Table 2: the NK cell killing rate of each test group is measured (the significant difference p is less than 0.05 compared with the model group; the significant difference p is less than 0.05 compared with the blank group; the significant difference p is less than 0.05 compared with the single bacterium group)
8.2 Effect of Each test group on intestinal mucosal permeability
The result shows that the intestinal mucosa permeability of the model mouse is obviously increased relative to that of the blank group, and the damaged intestinal mucosa permeability can be repaired by using probiotic intervention. After the intervention period, the intestinal mucosa permeability of the probiotic intervention group except the NJ551 group is remarkably reduced compared with that of the model group, and the intestinal mucosa permeability of the probiotic intervention group is basically restored to the level of the blank group. Although the intestinal mucosal permeability of the probiotic intervention group was not significantly different from that of the blank group as a whole, the intestinal mucosal permeability of the combination group was also reduced to some extent compared with that of the blank group in the combination group at the high and low dose groups, and the reduction was not achieved to a significantly different level, but could also indicate that the intestinal mucosal barrier could be enhanced by the combination group at the high and medium doses to some extent (table 3).

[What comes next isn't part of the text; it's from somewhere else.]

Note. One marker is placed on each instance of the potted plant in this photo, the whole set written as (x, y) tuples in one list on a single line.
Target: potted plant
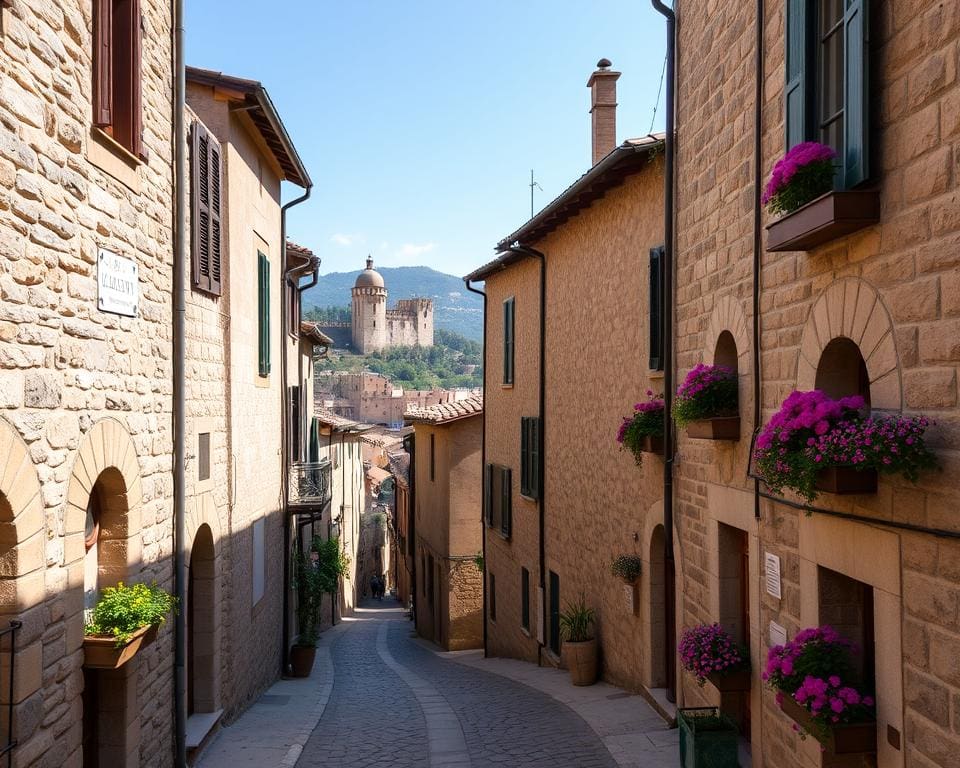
[(708, 738), (804, 173), (814, 443), (580, 644), (815, 684), (123, 623), (643, 431), (316, 572), (711, 654), (707, 403)]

Table 3: the influence of each test group on the intestinal mucosa permeability (significant difference p < 0.05 compared with the model group; significant difference p < 0.05 compared with the blank group; significant difference p < 0.05 compared with the single bacteria group)
8.3 Effect of Each test group on the content of IFN-gamma and TNF-alpha in peripheral blood
The results show that the serum IFN-gamma and TNF-alpha contents of the model group are obviously reduced compared with those of the blank group. The probiotic intervention group can recover the contents of the two cytokines, and generally speaking, compared with TNF-alpha, the probiotics can stimulate the organism to generate IFN-gamma. The IFN-gamma content of the NJ551 single bacterium group is respectively improved by 6 percent and 72 percent compared with the respective significance (p is less than 0.05) of the blank group and the model group; the level of TNF-a was elevated above the blank but was significant relative to the model group but not relative to the blank. The IFN-gamma content of the BC01 single bacterium group is increased by 2.3% and 66.1% compared with that of a blank group and a model group respectively, but the improvement has no significance for the blank group and has significance for the model group; compared with the model group, the content of TNF-alpha can be increased, and the increase is significant. The high-dose group and the medium-dose group of the combination group can obviously improve the content of IFN-gamma and TNF-alpha compared with the model group or the blank group; compared with single bacterium groups (NJ551 groups and BC01 groups), the content of IFN-gamma can be obviously improved, and the content of TNF-alpha can be obviously improved compared with that of BC01 single bacterium groups. The low-dose group of the combination group can also obviously improve the content of IFN-gamma and TNF-alpha in serum compared with the model group, but the improvement does not represent obvious advantage compared with a single bacterium group. In general, the probiotic intervention group can recover or improve the concentration of serum cytokines inhibited by cyclophosphamide, but the combination group can achieve or even exceed the higher intake of a single bacterium group by utilizing the lower intake of probiotics, thereby showing obvious advantages. The probiotic single bacterium group can also effectively restore the content of IFN-gamma or TNF-alpha even to exceed the level of the blank group, and the effect of effectively improving the immunity is reflected (Table 4).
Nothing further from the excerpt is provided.